Position the patient inclined, with the occiput supported, and with the neck extended 30 degrees, such that the injection site (upper mucobuccal fold) is accessible.
Step-by-Step Description of Procedure
Wear nonsterile gloves and a mask and safety glasses, or a face shield.
Externally palpate the infraorbital ridge to identify the infraorbital foramen.
Place and maintain your middle finger over the infraorbital foramen.
Using your index finger and thumb, grasp and retract the upper lip laterally.
Use gauze to thoroughly dry the mucobuccal fold adjacent to the 2nd maxillary premolar tooth.
Apply topical anesthetic with cotton-tipped applicators and wait 2 to 3 minutes for the anesthesia to occur.
Inject the local anesthetic
Instruct the patient to slightly open the mouth and relax the jaw and lip muscles.
Retract the upper lip laterally, to delineate the mucobuccal fold.
Insert the needle into the mucobuccal fold above the 2nd upper premolar tooth, and advance the needle parallel to the long axis of the tooth toward the infraorbital foramen.
Maintain a shallow angle of insertion and advance the needle cephalad until your middle finger can palpate the needle tip under the skin near the foramen (usually at an insertion depth of about 2.5 cm).
A steeper angle of insertion will hit bone before reaching the foramen.
A too-shallow angle of insertion will risk inserting too far and entering the orbit.
Aspirate, to rule out intravascular placement.

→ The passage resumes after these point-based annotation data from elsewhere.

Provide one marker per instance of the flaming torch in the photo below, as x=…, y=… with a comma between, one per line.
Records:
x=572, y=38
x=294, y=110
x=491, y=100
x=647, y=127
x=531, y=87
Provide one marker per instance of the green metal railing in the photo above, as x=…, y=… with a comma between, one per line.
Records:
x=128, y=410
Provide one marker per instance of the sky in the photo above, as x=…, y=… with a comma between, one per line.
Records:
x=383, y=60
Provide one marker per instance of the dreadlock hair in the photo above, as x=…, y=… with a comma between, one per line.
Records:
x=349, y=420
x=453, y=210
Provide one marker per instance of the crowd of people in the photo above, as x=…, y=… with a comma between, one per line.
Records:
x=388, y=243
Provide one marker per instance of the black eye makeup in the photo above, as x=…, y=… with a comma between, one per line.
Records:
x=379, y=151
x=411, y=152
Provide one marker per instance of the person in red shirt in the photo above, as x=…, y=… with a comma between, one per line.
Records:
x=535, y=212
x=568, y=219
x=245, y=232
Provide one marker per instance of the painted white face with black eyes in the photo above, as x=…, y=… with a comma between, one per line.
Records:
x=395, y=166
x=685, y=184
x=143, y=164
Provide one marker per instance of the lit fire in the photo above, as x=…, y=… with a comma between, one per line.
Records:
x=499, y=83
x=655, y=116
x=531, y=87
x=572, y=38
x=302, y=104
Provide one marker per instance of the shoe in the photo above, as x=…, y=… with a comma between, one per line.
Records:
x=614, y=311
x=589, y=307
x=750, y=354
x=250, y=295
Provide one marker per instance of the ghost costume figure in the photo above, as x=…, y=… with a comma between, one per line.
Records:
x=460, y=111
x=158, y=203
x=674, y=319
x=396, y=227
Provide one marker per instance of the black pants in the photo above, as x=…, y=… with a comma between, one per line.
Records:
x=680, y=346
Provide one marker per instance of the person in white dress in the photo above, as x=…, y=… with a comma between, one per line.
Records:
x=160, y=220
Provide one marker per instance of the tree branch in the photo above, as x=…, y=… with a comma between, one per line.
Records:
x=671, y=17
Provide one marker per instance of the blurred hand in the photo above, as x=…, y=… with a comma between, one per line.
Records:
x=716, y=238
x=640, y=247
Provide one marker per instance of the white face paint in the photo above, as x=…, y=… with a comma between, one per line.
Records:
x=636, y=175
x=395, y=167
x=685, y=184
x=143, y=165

If aspiration reveals an intravascular placement, withdraw the needle 2 to 3 mm, then re-aspirate prior to injection.
Slowly inject about 2 to 3 mL of anesthetic adjacent to, but not into, the infraorbital foramen.
Massage the area externally for about 10 seconds to hasten the onset of anesthesia.
Have the patient rest, with mouth relaxed, while awaiting onset of anesthesia (5 to 10 minutes).
Warnings and Common Errors
To minimize the risk of needle breakage, do not bend the needle prior to insertion, do not insert the needle to its full depth (ie, to the hub), and instruct the patient to remain still, with the mouth wide open, and resist grabbing your hand.
Tricks and Tips
Distraction techniques (eg, talking to the patient or having the patient hold someone else's hand) may help to reduce patient anxiety.
Inject the local anesthetic solution slowly (30 to 60 seconds) to reduce the pain of injection.